The fun and games are over. There’s no longer anything cute about your teen breaking minor rules and gaming the school system. The threat of expulsion carries serious consequences for everyone in the family, not just the teenager. Changing schools after expulsion can strain relationships and alter the family dynamic. It can shake up everything from daily schedules to college plans to short and long-term financial planning.
Practically speaking, it’s one step short of an arrest or getting in some sort of trouble with the law. It’s reasonable and appropriate to be very concerned.

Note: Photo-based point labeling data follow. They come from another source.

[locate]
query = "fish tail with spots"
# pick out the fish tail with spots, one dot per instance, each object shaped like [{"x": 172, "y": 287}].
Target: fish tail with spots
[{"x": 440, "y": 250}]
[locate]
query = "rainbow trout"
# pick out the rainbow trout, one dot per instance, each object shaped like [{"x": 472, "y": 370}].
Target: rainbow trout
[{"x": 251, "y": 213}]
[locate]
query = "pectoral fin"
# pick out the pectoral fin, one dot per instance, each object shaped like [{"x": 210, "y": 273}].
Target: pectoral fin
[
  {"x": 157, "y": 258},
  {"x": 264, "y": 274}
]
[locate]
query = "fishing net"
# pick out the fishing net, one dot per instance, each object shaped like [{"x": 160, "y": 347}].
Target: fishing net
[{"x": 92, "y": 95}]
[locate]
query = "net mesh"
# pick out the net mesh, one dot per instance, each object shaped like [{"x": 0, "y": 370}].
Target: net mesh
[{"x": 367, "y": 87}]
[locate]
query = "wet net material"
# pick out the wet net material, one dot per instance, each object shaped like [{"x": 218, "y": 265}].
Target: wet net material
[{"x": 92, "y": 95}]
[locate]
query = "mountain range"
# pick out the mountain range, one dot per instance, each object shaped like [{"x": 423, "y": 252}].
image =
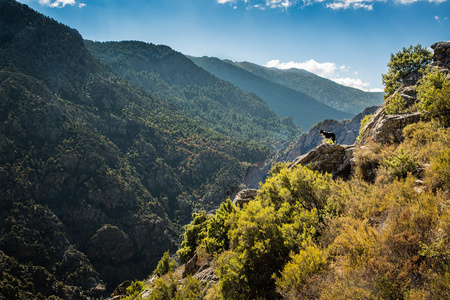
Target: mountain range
[
  {"x": 299, "y": 94},
  {"x": 200, "y": 95},
  {"x": 97, "y": 175},
  {"x": 106, "y": 150}
]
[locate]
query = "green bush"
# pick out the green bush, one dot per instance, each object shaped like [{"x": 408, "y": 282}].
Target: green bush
[
  {"x": 302, "y": 266},
  {"x": 194, "y": 233},
  {"x": 400, "y": 164},
  {"x": 364, "y": 122},
  {"x": 433, "y": 92},
  {"x": 165, "y": 265},
  {"x": 396, "y": 105}
]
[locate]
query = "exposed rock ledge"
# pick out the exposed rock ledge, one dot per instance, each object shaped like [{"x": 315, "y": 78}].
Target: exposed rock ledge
[{"x": 334, "y": 159}]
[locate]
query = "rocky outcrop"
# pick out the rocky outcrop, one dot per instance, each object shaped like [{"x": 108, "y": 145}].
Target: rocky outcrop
[
  {"x": 111, "y": 243},
  {"x": 383, "y": 128},
  {"x": 346, "y": 132},
  {"x": 334, "y": 159},
  {"x": 441, "y": 57},
  {"x": 245, "y": 196}
]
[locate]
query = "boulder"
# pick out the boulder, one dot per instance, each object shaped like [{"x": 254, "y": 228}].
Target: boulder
[
  {"x": 245, "y": 196},
  {"x": 191, "y": 266},
  {"x": 121, "y": 290},
  {"x": 334, "y": 159},
  {"x": 110, "y": 243}
]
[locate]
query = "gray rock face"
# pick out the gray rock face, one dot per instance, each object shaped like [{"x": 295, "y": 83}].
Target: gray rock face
[
  {"x": 346, "y": 132},
  {"x": 245, "y": 196},
  {"x": 110, "y": 242},
  {"x": 333, "y": 159}
]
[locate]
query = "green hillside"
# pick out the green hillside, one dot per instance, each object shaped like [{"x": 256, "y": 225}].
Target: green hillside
[
  {"x": 200, "y": 95},
  {"x": 286, "y": 102},
  {"x": 96, "y": 175},
  {"x": 340, "y": 97},
  {"x": 382, "y": 234}
]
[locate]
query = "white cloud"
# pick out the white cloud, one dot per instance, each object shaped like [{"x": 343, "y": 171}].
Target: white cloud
[
  {"x": 327, "y": 70},
  {"x": 439, "y": 19},
  {"x": 352, "y": 82},
  {"x": 322, "y": 69},
  {"x": 57, "y": 3},
  {"x": 332, "y": 4},
  {"x": 355, "y": 4}
]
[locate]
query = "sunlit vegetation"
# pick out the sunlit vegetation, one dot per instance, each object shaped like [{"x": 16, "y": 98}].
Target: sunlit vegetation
[
  {"x": 402, "y": 64},
  {"x": 382, "y": 234}
]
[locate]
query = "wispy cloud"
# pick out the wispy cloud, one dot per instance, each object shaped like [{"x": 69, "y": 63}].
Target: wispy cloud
[
  {"x": 327, "y": 70},
  {"x": 61, "y": 3},
  {"x": 346, "y": 4},
  {"x": 322, "y": 69},
  {"x": 440, "y": 20},
  {"x": 331, "y": 4}
]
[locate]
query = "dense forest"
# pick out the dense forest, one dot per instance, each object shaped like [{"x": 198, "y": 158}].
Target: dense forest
[
  {"x": 217, "y": 103},
  {"x": 381, "y": 234},
  {"x": 279, "y": 94},
  {"x": 97, "y": 176},
  {"x": 325, "y": 91}
]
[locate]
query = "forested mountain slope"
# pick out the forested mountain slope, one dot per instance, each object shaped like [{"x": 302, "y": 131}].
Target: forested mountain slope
[
  {"x": 96, "y": 175},
  {"x": 340, "y": 97},
  {"x": 200, "y": 95},
  {"x": 383, "y": 232},
  {"x": 286, "y": 102}
]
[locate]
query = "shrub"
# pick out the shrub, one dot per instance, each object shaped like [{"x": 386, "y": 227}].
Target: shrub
[
  {"x": 216, "y": 237},
  {"x": 362, "y": 130},
  {"x": 396, "y": 105},
  {"x": 302, "y": 266},
  {"x": 433, "y": 93},
  {"x": 165, "y": 265},
  {"x": 191, "y": 289},
  {"x": 134, "y": 289},
  {"x": 163, "y": 289},
  {"x": 402, "y": 64},
  {"x": 194, "y": 233},
  {"x": 400, "y": 164},
  {"x": 354, "y": 242},
  {"x": 440, "y": 169}
]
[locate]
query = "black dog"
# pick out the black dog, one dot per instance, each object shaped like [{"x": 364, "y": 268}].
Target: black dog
[{"x": 328, "y": 135}]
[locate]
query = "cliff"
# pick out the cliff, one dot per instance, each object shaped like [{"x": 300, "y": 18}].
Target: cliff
[{"x": 346, "y": 133}]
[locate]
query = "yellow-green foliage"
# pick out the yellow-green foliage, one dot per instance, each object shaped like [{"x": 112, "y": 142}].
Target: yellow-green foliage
[
  {"x": 134, "y": 290},
  {"x": 300, "y": 268},
  {"x": 396, "y": 105},
  {"x": 163, "y": 289},
  {"x": 404, "y": 63},
  {"x": 383, "y": 234},
  {"x": 400, "y": 164},
  {"x": 433, "y": 92}
]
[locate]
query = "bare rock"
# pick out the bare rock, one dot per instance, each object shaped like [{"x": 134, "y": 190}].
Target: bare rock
[
  {"x": 191, "y": 266},
  {"x": 245, "y": 196},
  {"x": 110, "y": 243},
  {"x": 121, "y": 290},
  {"x": 333, "y": 159}
]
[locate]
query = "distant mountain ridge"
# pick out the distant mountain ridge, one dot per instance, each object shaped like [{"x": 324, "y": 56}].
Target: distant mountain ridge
[
  {"x": 286, "y": 102},
  {"x": 97, "y": 175},
  {"x": 323, "y": 90},
  {"x": 217, "y": 103}
]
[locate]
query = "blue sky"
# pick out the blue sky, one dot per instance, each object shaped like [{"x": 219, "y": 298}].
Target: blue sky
[{"x": 348, "y": 41}]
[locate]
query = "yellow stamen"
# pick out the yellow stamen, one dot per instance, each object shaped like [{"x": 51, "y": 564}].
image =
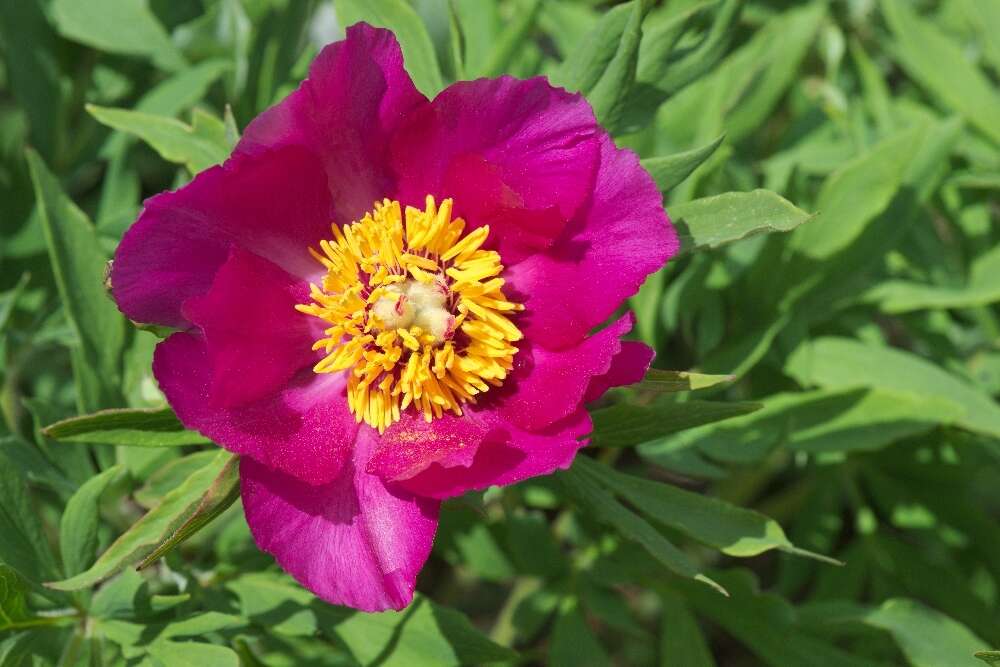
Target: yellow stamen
[{"x": 416, "y": 312}]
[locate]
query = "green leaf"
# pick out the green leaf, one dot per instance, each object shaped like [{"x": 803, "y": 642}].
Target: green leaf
[
  {"x": 24, "y": 545},
  {"x": 573, "y": 641},
  {"x": 671, "y": 170},
  {"x": 983, "y": 288},
  {"x": 671, "y": 381},
  {"x": 510, "y": 41},
  {"x": 673, "y": 73},
  {"x": 78, "y": 262},
  {"x": 33, "y": 75},
  {"x": 603, "y": 67},
  {"x": 927, "y": 637},
  {"x": 841, "y": 362},
  {"x": 136, "y": 427},
  {"x": 733, "y": 530},
  {"x": 405, "y": 23},
  {"x": 766, "y": 624},
  {"x": 78, "y": 527},
  {"x": 602, "y": 506},
  {"x": 626, "y": 425},
  {"x": 852, "y": 420},
  {"x": 423, "y": 634},
  {"x": 223, "y": 492},
  {"x": 940, "y": 65},
  {"x": 681, "y": 640},
  {"x": 193, "y": 654},
  {"x": 152, "y": 529},
  {"x": 197, "y": 146},
  {"x": 117, "y": 26},
  {"x": 14, "y": 612},
  {"x": 715, "y": 221},
  {"x": 276, "y": 602}
]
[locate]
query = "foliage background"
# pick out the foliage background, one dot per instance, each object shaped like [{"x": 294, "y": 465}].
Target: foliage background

On the Verge is not Over the Edge
If you’re reading this article, we’ll assume you’re not quite at the expulsion stage – yet. Maybe your teen has had multiple detentions, in-school suspensions, or outright suspensions, and none of these consequences have had a significant deterrent effect on their behavior. We’ll assume, for the sake of argument, that you’ve been formally notified by the school that one more misstep will be the final straw. Another disciplinary incident, another truancy, another violation of the school code of conduct, and they’ll initiate the expulsion process.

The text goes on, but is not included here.